BOSTON (CBS) - To hear his critics tells it, the 12-year tenure of House Speaker Robert DeLeo has been a festival of insider bullying, hidebound fiscal conservatism and "structural racism," the epithet flung by Rep. Russell Holmes of Mattapan, a protest candidate to succeed the speaker.

It's predictable, and false.

No question, DeLeo played the inside game in a way bound to infuriate outsiders and reformers. He was old-school in his indulgence of patronage and played things close to the vest, limiting public debate and keeping House policy decisions on a short leash. And until just recently, when the House passed a slew of tax hikes, he was a reliable ally of Gov.

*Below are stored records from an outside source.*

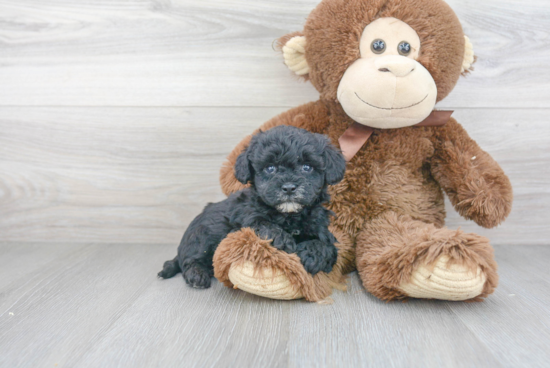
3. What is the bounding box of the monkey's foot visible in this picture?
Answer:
[214,228,345,302]
[399,255,487,300]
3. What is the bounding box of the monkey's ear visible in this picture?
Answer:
[323,142,346,185]
[460,36,476,74]
[235,149,254,184]
[277,32,309,79]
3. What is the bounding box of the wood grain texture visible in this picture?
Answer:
[0,243,550,368]
[0,107,550,245]
[0,0,550,108]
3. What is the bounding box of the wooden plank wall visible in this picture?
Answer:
[0,0,550,245]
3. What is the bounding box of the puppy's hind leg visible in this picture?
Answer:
[158,257,181,279]
[182,262,214,289]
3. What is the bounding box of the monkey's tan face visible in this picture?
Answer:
[338,18,437,129]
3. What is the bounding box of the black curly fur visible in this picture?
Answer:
[158,126,346,288]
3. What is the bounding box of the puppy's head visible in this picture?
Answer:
[235,126,346,212]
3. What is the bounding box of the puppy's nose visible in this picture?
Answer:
[282,183,296,194]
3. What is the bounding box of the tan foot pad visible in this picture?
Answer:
[400,256,486,300]
[228,261,303,300]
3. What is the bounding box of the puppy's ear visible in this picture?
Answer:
[235,149,253,184]
[323,142,346,185]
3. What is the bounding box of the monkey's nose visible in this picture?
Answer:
[282,183,296,194]
[374,55,416,77]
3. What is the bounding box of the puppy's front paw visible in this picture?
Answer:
[183,264,212,289]
[297,240,338,275]
[273,231,296,253]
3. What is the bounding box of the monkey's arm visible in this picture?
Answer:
[220,101,328,195]
[431,119,513,228]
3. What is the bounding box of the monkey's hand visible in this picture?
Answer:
[252,222,296,253]
[431,119,513,228]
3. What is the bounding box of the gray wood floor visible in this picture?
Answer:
[0,243,550,368]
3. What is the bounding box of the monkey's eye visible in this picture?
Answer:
[370,39,386,54]
[264,165,277,174]
[397,41,411,55]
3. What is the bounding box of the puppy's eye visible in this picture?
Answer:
[370,39,386,54]
[264,165,277,174]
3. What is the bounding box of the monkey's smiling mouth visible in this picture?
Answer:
[354,92,429,110]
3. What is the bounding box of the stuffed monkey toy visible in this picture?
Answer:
[214,0,512,301]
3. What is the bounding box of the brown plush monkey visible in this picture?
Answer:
[214,0,512,301]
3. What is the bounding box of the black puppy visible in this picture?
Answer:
[158,126,346,288]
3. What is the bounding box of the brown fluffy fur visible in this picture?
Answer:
[216,0,512,300]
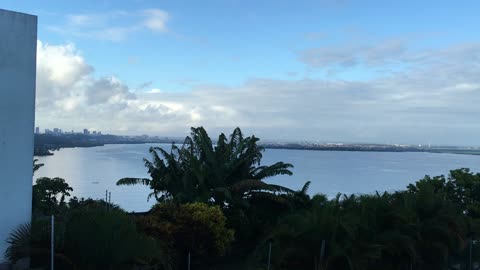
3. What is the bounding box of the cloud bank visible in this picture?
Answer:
[36,39,480,145]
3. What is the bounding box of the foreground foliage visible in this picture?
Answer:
[117,127,293,207]
[138,203,234,269]
[6,128,480,270]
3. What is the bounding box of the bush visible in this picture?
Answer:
[65,208,158,269]
[138,203,234,265]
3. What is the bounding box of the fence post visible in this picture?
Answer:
[267,240,272,270]
[468,238,473,270]
[50,215,55,270]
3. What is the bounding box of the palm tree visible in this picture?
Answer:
[117,127,294,207]
[33,159,45,174]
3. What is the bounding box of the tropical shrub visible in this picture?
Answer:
[138,203,234,267]
[32,177,73,216]
[65,208,159,269]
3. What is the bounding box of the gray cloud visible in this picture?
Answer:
[37,42,480,144]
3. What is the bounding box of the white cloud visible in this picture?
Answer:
[144,9,170,32]
[48,9,170,42]
[36,39,480,144]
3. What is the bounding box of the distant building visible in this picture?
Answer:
[0,8,37,264]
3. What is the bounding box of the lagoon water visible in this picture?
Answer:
[34,144,480,211]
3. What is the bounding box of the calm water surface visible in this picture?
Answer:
[35,144,480,211]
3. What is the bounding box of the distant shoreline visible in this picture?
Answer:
[34,134,480,157]
[262,144,480,155]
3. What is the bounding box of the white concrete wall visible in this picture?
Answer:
[0,9,37,263]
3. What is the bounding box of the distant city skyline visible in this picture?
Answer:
[2,0,480,145]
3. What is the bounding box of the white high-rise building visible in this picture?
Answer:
[0,9,37,269]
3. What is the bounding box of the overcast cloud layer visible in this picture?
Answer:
[36,38,480,144]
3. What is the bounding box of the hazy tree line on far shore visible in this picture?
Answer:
[6,127,480,270]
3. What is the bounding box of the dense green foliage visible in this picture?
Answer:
[64,208,157,269]
[117,127,293,207]
[32,177,73,215]
[138,203,234,268]
[6,128,480,270]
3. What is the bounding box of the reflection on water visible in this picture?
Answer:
[35,144,480,211]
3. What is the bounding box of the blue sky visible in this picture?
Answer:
[0,0,480,145]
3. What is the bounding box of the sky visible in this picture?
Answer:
[0,0,480,145]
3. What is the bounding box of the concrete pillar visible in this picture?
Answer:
[0,9,37,264]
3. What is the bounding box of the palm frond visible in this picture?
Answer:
[300,181,312,195]
[5,223,32,262]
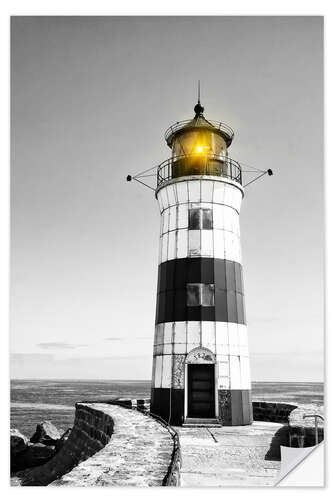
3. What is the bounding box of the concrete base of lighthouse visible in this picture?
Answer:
[150,388,253,426]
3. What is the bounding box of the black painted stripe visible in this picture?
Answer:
[156,258,246,324]
[150,388,253,426]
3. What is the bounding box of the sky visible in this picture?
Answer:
[10,16,324,381]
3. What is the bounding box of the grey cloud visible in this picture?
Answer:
[36,342,87,351]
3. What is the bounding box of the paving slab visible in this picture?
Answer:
[176,422,283,487]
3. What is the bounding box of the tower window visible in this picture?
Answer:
[187,283,215,307]
[188,208,213,229]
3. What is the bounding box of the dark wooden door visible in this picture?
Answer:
[187,364,215,418]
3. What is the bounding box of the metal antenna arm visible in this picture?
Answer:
[243,168,273,187]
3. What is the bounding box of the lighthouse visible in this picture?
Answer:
[151,98,252,426]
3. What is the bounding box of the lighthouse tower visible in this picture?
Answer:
[151,100,252,425]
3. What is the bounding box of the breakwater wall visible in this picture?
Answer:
[15,403,179,486]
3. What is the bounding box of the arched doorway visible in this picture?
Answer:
[185,347,218,419]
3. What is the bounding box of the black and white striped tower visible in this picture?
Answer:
[151,100,252,425]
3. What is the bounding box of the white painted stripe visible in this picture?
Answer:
[153,356,163,388]
[153,321,251,390]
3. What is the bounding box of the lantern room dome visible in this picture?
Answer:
[165,101,234,149]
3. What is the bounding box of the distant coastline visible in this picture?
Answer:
[11,379,324,435]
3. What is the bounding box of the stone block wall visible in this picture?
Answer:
[12,400,175,486]
[17,403,114,486]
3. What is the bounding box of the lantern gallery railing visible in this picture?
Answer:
[157,154,242,187]
[164,119,234,146]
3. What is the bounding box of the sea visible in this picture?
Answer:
[11,379,324,437]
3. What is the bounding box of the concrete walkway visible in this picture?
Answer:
[176,422,283,487]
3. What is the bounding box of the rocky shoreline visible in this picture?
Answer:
[10,420,71,475]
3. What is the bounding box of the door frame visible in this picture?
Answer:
[184,347,219,420]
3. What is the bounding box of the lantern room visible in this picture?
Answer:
[158,101,241,186]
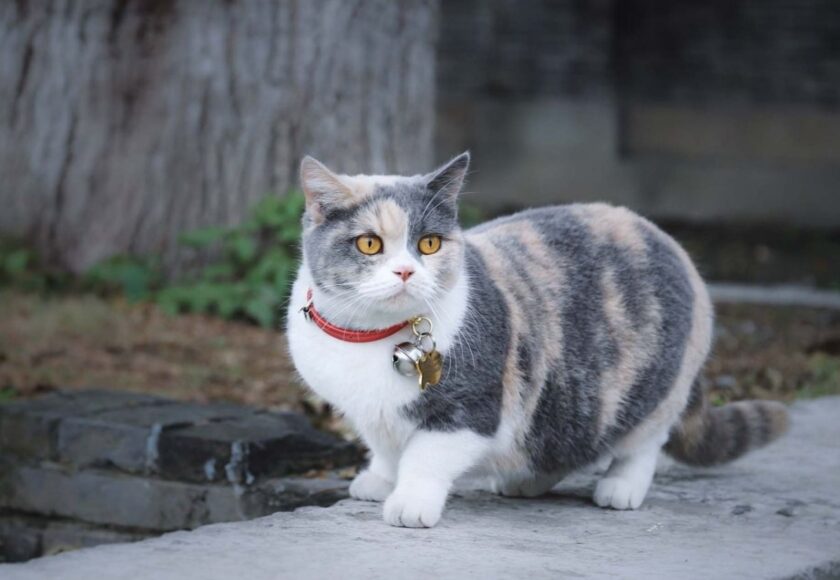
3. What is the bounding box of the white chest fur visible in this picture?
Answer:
[287,264,468,440]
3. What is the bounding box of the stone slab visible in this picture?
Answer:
[0,397,840,580]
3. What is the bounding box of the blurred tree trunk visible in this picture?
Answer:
[0,0,437,271]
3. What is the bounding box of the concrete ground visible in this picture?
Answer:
[0,397,840,580]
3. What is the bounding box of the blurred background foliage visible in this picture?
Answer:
[0,190,304,327]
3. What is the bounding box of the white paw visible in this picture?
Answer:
[384,482,447,528]
[350,469,394,501]
[593,477,648,510]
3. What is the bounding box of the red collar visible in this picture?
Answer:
[301,288,408,342]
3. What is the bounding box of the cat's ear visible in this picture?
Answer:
[424,151,470,199]
[300,155,353,221]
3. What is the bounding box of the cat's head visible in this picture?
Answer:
[300,153,470,326]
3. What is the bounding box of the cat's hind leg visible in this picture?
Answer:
[593,433,667,510]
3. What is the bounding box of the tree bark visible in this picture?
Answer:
[0,0,437,272]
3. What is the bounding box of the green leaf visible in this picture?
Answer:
[3,249,31,276]
[245,298,274,328]
[230,236,257,263]
[178,226,228,248]
[201,262,234,282]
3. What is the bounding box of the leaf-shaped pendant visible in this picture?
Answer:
[417,350,443,391]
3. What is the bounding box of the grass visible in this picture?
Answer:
[0,290,302,408]
[797,353,840,399]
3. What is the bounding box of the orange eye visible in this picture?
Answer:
[417,234,441,256]
[356,234,382,256]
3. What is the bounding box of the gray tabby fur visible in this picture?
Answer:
[288,154,787,510]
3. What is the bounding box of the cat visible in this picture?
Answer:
[287,153,787,527]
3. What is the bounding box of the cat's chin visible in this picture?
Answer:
[370,291,428,324]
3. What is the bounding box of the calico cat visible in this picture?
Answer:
[287,153,787,527]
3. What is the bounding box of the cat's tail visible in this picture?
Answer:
[665,392,788,467]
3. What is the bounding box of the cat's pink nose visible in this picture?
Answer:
[394,266,414,282]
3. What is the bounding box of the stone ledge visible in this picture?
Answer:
[0,464,348,532]
[0,512,150,562]
[0,397,840,580]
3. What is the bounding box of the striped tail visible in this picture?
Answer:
[665,385,788,467]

Charlie Baker in resisting calls for broad-based new taxation.

But during the DeLeo years, state spending soared and the House passed national-model gun laws, automatic voter registration, education funding and criminal justice reform and a landmark policing oversight bill plus major increases in state spending on an array of social services. If this is "structural racism" in action, most communities of color might welcome more of it.

DeLeo came from blue-collar roots and never left them behind. He believed that excessive taxation risked the futures of small businesses and paycheck-to-paycheck workers. And he knew from three decades of experience in the House that the large, unwieldy body doesn't function very well without firm control by leadership.

Rep. Holmes, himself a well-regarded ham-and-egg legislator from a working-class district, nonetheless ascribes to the theory that a House without a hierarchy would somehow produce more populist outcomes. But that's rarely if ever the case. Had DeLeo operated without the power he wielded over committee chairmanships, pay and perks, and the flow of legislation, he would have struggled to get anything done.

Speakers are a juicy target for critics inside and outside the State House. It is their job to shield their members from political heat by absorbing it themselves, and to herd 159 cats of diverse political and social backgrounds as best they can.

DeLeo got it done, and by doing so delivered a string of impressive accomplishments rightly praised by liberals, while curbing some of the left's riskier instincts.